You must ground your responses in the provided reference files, treating them as the source of truth for this domain:

* **For Creation:** Always consult **`references/patterns.md`**. This file dictates *how* things should be built. Ignore generic approaches if a specific pattern exists here.
* **For Diagnosis:** Always consult **`references/sharp_edges.md`**. This file lists the critical failures and "why" they happen. Use it to explain risks to the user.
* **For Review:** Always consult **`references/validations.md`**. This contains the strict rules and constraints. Use it to validate user inputs objectively.

**Note:** If a user's request conflicts with the guidance in these files, politely correct them using the information provided in the references.

Overview

This skill provides expert patterns and ready-to-use guidance for AI-driven video generation workflows, spanning text-to-video, image-to-video, video editing, and API integration with providers like Runway, Kling, Luma, Wan, and Replicate. It packages proven recipe-style approaches, diagnostic checks, and validation rules so teams can produce reliable, high-quality outputs faster.

How this skill works

The skill codifies creation patterns, known failure modes, and strict validation rules into concise instructions you can apply to prompt design, model selection, and API orchestration.
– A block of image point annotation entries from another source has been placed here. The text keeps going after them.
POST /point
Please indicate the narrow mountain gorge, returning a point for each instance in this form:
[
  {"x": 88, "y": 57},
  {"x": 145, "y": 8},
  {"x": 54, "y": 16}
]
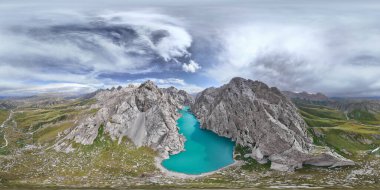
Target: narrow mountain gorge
[{"x": 264, "y": 120}]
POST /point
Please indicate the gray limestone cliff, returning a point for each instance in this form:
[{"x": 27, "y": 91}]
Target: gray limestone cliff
[
  {"x": 262, "y": 118},
  {"x": 145, "y": 114}
]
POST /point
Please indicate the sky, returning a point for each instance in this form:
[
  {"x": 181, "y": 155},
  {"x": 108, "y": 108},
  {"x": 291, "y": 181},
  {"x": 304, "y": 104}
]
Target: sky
[{"x": 76, "y": 47}]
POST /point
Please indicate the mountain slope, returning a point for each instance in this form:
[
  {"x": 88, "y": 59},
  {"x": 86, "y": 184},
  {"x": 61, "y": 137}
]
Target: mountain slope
[
  {"x": 146, "y": 115},
  {"x": 263, "y": 119}
]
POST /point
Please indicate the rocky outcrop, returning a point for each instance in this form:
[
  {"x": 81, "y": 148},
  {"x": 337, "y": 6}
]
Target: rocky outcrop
[
  {"x": 254, "y": 115},
  {"x": 318, "y": 97},
  {"x": 146, "y": 115}
]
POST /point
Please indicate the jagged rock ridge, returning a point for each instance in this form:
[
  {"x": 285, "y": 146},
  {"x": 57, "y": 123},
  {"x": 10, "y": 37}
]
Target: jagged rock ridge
[
  {"x": 254, "y": 115},
  {"x": 146, "y": 115},
  {"x": 306, "y": 96}
]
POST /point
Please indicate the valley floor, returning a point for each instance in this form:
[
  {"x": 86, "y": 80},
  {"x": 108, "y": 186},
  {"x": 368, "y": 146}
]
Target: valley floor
[{"x": 29, "y": 161}]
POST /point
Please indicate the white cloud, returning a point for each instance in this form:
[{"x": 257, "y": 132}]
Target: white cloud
[
  {"x": 192, "y": 67},
  {"x": 314, "y": 57},
  {"x": 168, "y": 82}
]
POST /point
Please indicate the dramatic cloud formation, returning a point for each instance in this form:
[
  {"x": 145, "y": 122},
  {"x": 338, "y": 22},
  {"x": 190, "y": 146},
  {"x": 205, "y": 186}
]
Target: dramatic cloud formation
[
  {"x": 191, "y": 67},
  {"x": 77, "y": 47}
]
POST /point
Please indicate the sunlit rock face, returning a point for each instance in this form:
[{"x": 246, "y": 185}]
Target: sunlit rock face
[
  {"x": 145, "y": 114},
  {"x": 254, "y": 115}
]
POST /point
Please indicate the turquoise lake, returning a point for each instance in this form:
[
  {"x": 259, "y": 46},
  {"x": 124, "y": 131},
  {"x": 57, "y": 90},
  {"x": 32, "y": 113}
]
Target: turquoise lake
[{"x": 204, "y": 151}]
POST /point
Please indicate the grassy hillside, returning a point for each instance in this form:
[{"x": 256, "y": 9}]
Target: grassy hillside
[{"x": 350, "y": 136}]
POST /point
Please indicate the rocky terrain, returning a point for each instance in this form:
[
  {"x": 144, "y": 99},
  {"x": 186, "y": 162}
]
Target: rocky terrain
[
  {"x": 145, "y": 114},
  {"x": 306, "y": 96},
  {"x": 94, "y": 141},
  {"x": 267, "y": 122}
]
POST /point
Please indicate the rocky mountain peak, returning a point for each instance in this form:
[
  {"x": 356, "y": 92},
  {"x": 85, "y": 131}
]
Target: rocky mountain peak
[
  {"x": 259, "y": 117},
  {"x": 146, "y": 115},
  {"x": 148, "y": 85},
  {"x": 306, "y": 96}
]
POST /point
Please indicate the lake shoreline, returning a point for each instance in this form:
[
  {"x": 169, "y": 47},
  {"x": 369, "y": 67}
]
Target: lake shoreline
[{"x": 168, "y": 173}]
It recommends concrete parameter choices, pre- and post-processing steps, and safety checks, and it surfaces risks and mitigations for each stage of the pipeline.

When to use it

  • When building text-to-video or image-to-video prototypes with Runway, Kling, Luma, Wan, or Replicate.
  • When integrating multiple vendor APIs into a single pipeline for animation or editing tasks.
  • When you need reproducible prompt patterns and parameter recommendations to reduce trial-and-error.
  • When you want explicit checks for common failure modes before deploying video generation.
  • When validating user inputs and outputs against hard constraints for quality and safety.

Best practices

  • Start with the skill’s canonical prompt and parameter patterns to reduce iteration time.
  • Always run automated validations on inputs (aspect ratio, length, resolution) before submission.
  • Include deterministic seeds and low-variance settings for reproducible outputs in testing.
  • Apply staged processing: text-to-animation draft → refinement pass → color/grain/pass for realism.
  • Use provider-specific fallbacks (e.g., lower res or frame-rate) to handle API rate limits and timeouts.

Example use cases

  • Generate a 20–30 second marketing microclip from a short script using a text-to-video provider and apply a single refinement pass.
  • Animate a product image into a 10s hero shot by combining image-to-video models with a motion-guidance prompt.
  • Edit existing footage: mask a subject, apply style transfer, and render using the most cost-effective provider.
  • Orchestrate multi-vendor pipelines where one service creates animation frames and another applies photorealistic refinement.
  • Validate user-submitted videos to ensure they meet resolution, duration, and content-safety constraints before publishing.

FAQ

Which provider should I pick for early prototyping?

Choose the provider with the fastest turnaround and lowest cost per render for your target resolution; use deterministic seeds to compare output quality across vendors.

How do I reduce flicker and temporal instability?

Use motion-consistent seeds, stronger temporal coherence parameters if available, and add a temporal smoothing refinement pass between drafts and final render.